Phase Switch in Polymers Using Light

  • ChemPubSoc Europe Logo
  • DOI: 10.1002/chemv.201800071
  • Author: Roswitha Harrer
  • Published Date: 07 August 2018
  • Source / Publisher: Nature Communications/Macmillan Publishers Limited
  • Copyright: Wiley-VCH Verlag GmbH & Co. KGaA
thumbnail image: Phase Switch in Polymers Using Light

Thermosets, thermoplastics, and elastomers are established polymers with fixed properties. To expand the properties of materials and fill performance gaps, materials engineers are investigating adaptable, dynamic networks and their responsiveness to stimuli.

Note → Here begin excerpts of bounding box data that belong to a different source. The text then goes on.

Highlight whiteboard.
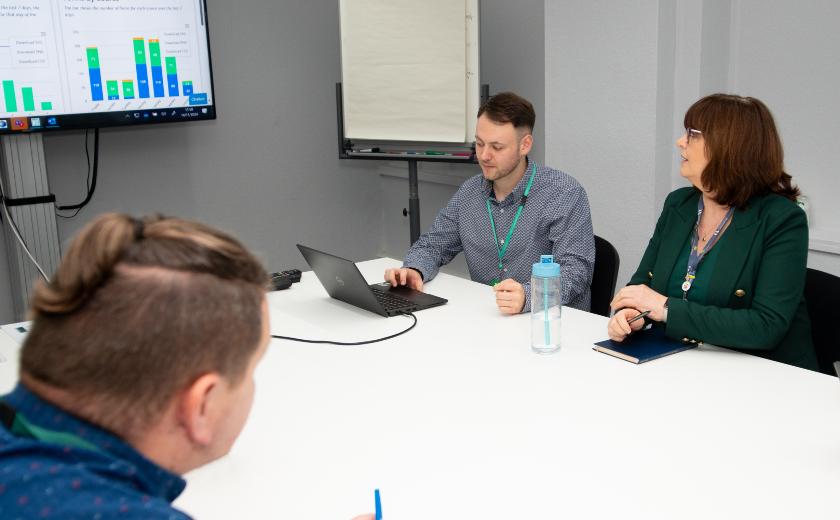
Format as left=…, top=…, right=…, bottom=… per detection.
left=339, top=0, right=479, bottom=143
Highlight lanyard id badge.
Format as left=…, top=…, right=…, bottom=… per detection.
left=485, top=163, right=537, bottom=285
left=680, top=196, right=735, bottom=300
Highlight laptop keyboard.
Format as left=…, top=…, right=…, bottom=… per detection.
left=373, top=288, right=415, bottom=311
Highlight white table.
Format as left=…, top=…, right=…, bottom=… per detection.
left=4, top=259, right=840, bottom=520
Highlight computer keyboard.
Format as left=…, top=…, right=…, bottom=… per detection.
left=373, top=288, right=415, bottom=311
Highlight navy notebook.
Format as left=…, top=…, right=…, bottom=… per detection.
left=594, top=327, right=697, bottom=364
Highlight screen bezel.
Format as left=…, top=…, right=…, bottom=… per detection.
left=0, top=0, right=217, bottom=136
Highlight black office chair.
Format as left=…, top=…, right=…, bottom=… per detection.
left=590, top=235, right=619, bottom=317
left=805, top=269, right=840, bottom=376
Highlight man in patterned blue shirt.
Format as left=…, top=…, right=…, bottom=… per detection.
left=0, top=214, right=372, bottom=520
left=385, top=92, right=595, bottom=314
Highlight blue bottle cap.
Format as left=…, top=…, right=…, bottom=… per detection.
left=531, top=255, right=560, bottom=278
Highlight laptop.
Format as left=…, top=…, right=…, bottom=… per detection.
left=297, top=244, right=447, bottom=317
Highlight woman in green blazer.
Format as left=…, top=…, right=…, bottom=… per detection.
left=608, top=94, right=817, bottom=370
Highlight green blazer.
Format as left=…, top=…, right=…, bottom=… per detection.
left=630, top=187, right=817, bottom=370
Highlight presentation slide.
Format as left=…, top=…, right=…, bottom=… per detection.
left=0, top=0, right=213, bottom=126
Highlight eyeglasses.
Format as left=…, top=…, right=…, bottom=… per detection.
left=685, top=128, right=703, bottom=144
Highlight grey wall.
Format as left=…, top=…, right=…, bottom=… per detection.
left=545, top=0, right=840, bottom=284
left=45, top=0, right=381, bottom=269
left=545, top=0, right=673, bottom=284
left=0, top=0, right=840, bottom=322
left=375, top=0, right=546, bottom=276
left=729, top=0, right=840, bottom=275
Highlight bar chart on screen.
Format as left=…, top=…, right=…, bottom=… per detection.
left=0, top=0, right=213, bottom=117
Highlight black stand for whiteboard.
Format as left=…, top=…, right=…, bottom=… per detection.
left=335, top=83, right=490, bottom=244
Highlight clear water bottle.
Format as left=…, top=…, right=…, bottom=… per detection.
left=531, top=255, right=562, bottom=354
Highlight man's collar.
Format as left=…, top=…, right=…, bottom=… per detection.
left=2, top=383, right=186, bottom=503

Christopher N. Bowman, University of Colorado, Boulder, USA, and colleagues have synthesized a bistable material that can change its phase persistently when irradiated with light. This behavior relies on the on/off switching of a simple catalyst embedded in the network. It could be useful for the precise adjustment of fluid or solid regions in a material.




The Network

A very helpful tool to control industrial and laboratory polymerization processes is thiol–thioester chemistry. By employing the thiol–thioester exchange reaction in combination with radical chemistry, polymer chemists can precisely adjust chain lengths and fragmentation patterns. The researchers have adopted this method to create dynamic, adaptive networks of a thiol–thioester-based polymer, which are either fluid or solid depending on additives and stimuli.


The team used a short molecule containing a thioester function in the center and allyl esters at both ends as one monomer. The comonomer was a commercial tetrafunctional thiol. After the addition of a weak base and a photoinitiator, the mixture polymerized into a heavily cross-linked polymeric network upon irradiation with light.




Switching Phases

Despite its high degree of cross-linking, the material was not hard. The reason for this is an excess of residual thiol groups. Many thiol residues remain unreacted after polymerization and are involved in exchange reactions with the thioester-bound thiol groups, producing fluidity. However, this exchange reaction was only possible if the catalyst base was present and active.


If the catalyst is inactive, the material remains in a "frozen" state resembling that of typical cross-linked solids, according to the researchers. The catalyst was initially inactive because it was tethered to a photosensitive leaving group. Irradiation with light of higher energy than that used for polymerization unmasked the catalyst to promote the thiol–thioester exchange reaction. Accordingly, the material transformed from hard to bendable, from solid to fluid. And it remained so even after switching off the light, as the team pointed out.


The reverse was possible as well: Inactivation of the base turned the material from bendable to hard, from fluid to solid. For inactivation, the scientists adapted a very simple chemical principle: neutralization. Phenylacetic acid was present in the initial mixture, but was masked by a UV (ultraviolet)-sensitive leaving group. UV irradiation after the polymerization reaction released the acid, which neutralized the base, and the fluid structure transformed into a solid one.




The Benefits

Light irradiation enables scientists to control the location, energy, and duration of a transformation with extraordinary precision. To demonstrate this, the researchers created solid patterns in a fluid environment and vice versa just by employing a physical mask blending off the light in the desired regions.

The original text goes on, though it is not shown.